Buck-passing augurs ill for G20 summit
The foreplay to next month’s G20 summit is degenerating into a buck-passing exercise rather than crafting a Grand Bargain to save the world economy and regulate capitalism.
The industrialized powers do not agree on how to arrest the steep slide in output, how to handle collapsing banks, how much market regulation is needed, how to reach a world trade deal and prevent protectionism, or how to redistribute power to emerging nations in exchange for their money.
At this rate, the April 2 London summit — U.S. President Barack Obama’s global economic debut — is highly unlikely to restore confidence.

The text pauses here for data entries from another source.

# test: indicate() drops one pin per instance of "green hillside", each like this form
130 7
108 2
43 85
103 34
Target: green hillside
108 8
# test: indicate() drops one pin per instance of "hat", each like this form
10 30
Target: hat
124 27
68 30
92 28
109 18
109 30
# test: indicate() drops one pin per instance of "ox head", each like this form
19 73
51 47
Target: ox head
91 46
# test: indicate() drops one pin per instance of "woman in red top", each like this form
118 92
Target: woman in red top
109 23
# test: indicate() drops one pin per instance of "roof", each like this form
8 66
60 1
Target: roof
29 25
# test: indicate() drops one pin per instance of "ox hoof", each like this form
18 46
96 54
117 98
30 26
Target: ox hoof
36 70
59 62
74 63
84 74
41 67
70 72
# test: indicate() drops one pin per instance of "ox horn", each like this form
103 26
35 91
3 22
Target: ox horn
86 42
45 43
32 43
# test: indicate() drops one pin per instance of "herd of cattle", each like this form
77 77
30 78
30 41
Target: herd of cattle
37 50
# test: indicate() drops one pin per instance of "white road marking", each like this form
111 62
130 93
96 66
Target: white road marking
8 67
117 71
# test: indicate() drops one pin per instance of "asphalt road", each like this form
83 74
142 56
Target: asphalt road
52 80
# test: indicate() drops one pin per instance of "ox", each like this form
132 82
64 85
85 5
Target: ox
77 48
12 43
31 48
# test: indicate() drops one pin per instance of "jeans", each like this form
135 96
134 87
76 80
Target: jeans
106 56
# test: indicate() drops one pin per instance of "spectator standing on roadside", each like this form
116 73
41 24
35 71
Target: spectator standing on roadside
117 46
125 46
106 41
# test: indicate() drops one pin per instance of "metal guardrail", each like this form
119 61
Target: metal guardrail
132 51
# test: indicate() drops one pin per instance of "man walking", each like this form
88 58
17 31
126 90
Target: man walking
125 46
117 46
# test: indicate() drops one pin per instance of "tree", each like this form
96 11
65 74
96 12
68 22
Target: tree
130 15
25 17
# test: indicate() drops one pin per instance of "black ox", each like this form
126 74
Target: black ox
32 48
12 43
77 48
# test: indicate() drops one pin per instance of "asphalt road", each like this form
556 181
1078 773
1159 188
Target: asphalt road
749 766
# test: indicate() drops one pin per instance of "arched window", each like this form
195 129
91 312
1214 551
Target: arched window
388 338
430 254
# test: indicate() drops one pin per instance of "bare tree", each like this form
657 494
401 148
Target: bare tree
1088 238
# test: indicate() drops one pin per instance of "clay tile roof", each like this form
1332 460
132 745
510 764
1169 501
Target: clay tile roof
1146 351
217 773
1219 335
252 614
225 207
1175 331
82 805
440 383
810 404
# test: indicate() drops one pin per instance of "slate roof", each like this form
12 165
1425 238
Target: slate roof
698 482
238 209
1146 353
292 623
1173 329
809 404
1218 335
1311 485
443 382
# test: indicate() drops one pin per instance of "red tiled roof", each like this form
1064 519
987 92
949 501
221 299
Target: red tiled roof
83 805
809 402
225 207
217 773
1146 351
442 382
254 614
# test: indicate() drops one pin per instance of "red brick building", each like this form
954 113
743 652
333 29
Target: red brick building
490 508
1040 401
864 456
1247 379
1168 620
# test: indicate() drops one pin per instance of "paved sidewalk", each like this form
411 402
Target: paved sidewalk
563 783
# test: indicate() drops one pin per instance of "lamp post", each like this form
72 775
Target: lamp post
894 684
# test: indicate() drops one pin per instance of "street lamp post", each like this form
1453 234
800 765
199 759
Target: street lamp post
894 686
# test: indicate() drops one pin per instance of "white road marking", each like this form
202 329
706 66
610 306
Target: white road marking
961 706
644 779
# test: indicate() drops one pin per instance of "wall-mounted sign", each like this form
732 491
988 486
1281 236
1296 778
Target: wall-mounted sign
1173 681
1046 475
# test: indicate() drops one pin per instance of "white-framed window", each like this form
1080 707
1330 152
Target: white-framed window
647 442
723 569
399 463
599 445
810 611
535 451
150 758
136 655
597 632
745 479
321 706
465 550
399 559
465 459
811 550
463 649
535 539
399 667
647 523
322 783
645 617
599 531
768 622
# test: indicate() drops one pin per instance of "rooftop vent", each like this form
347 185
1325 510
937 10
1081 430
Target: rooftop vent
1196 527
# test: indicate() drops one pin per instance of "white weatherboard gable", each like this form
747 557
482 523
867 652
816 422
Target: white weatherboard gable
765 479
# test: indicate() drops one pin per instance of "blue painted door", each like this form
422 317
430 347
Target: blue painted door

The United States says other countries must follow its lead and spend more on a fiscal stimulus to boost demand. It is turning a deaf ear to calls for radical financial regulation. Euro zone finance ministers, anxious to preserve the budget discipline that underpins their common currency, are refusing to pile up more debt before their current stimulus efforts have taken effect.
The EU seeks a doubling to $500 billion of the International Monetary Fund’s war chest to bail out countries in trouble, including in eastern Europe, and it wants China, Saudi Arabia, Russia and others to pay most of the tab. Yet there is little sign the Europeans are willing to accept a diminution of their IMF seats and votes to make room for the emerging economies.
Washington and London are resisting pressure from France and Germany for mandatory regulation of all financial markets and institutions, including hedge funds and private equity.
The key trade-offs required involve Germany and China pumping more public money into their economies to boost demand in return for the United States and Britain accepting global rules for regulation of all markets; and the industrialized nations agreeing to yield more power to emerging countries in the IMF, and welcome them into the Financial Stability Forum, in exchange for contributions to bolster the bail-out fund and acceptance of an ambitious world trade liberalization deal.
One of the few items on which there is at least rhetorical agreement is a crackdown on tax havens. This is politically useful to show concern for social justice (and improve revenue collection) at a time when unprecedented amounts of taxpayers’ money are being poured into salvaging banks. But it is hardly the central priority in overcoming the worst financial crisis since the Great Depression.
G20 finance ministers must make substantial progress this week toward a Grand Bargain encompassing a coordinated fiscal stimulus, financial regulation, progress on trade, more money for the IMF and more say for the emerging nations.
Otherwise the London summit may go down in history as a milestone on the descent into depression.